Consultant doctors today get a salary and allowance totaling a modest Rs. 77,000 a month but they are allowed private practice. Customs officers receive incentives over and above their monthly remunerations when they nab smugglers. Inland Revenue officers are given similar incentives. Even then, greed has consumed many as witnessed by the numbers getting caught in fraudulent activities. From the traffic cop on the street and the OIC at the police station up to Cabinet Ministers, Sri Lanka has become a country where bribery and corruption are endemic irrespective of whatever financial benefits are given to public servants, especially those who have the authority to impose laws and fines.

In this backdrop, for a Member of Parliament to work behind the scenes to win back this lost concession of a duty free vehicle permit is pathetic. The Parliamentary Affairs Minister went on record saying that streams of MPs, from all sides of the House, besieged him to change the Budget proposal. When the Finance Minister introduced this cut, he justified it by saying “even MPs will lose this perk”. Now, he’s burning the midnight oil at the Treasury with his officials to see how to pacify them and still balance his Budget. No wonder other public servants are up in arms. The political leadership of this country is expected to be an example. Already, a massive Cabinet is the worst possible example for streamlining an over-sized public service. Complaining of a gigantic public service that is a burden on the state while maintaining a jumbo cabinet is double-speak.

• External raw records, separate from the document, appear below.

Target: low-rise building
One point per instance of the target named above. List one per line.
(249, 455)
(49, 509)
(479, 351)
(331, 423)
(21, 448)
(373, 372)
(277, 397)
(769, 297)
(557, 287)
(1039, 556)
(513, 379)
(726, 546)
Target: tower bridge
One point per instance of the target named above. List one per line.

Forced to back-pedal on several of his proposals, the Finance Minister is reported to be working out a cash grant in lieu of a vehicle permit. Issuing a permit once every five years has to be reviewed. So too the exorbitant duty levied on the import of vehicles which makes one out of reach for most public servants. Reducing malpractices at the Customs by the under-valuation of vehicles by importers will see the state gain more revenue. This would at least save on foreign exchange and ease the burgeoning vehicle population that has resulted in the chaos on the roads today. The proposal to give cash grants for the fertilizer subsidy and coupons for in lieu of school uniform are all subsidies that help the beneficiaries, but the words of the Singaporean Prime Minister Lee Kuan Yew, a close Sri Lanka watcher when he was building that city-state ring true all the time. “Your democracy,” he famously told President J.R. Jayewardene “is a periodic auction of non-existent resources”.

Sri Lanka claims to be a middle-income country but it lives on foreign loans, aid and the USD seven billion sent by our workers in West Asia. The country is living beyond its means. An ambassador of a country that gives aid and concessionary loans to Sri Lanka related how he (the donor) was travelling Business Class on a Colombo-bound flight and saw a Sri Lankan MP (the recipient) travelling First Class on the same aircraft. The irony of it all was not lost on the envoy.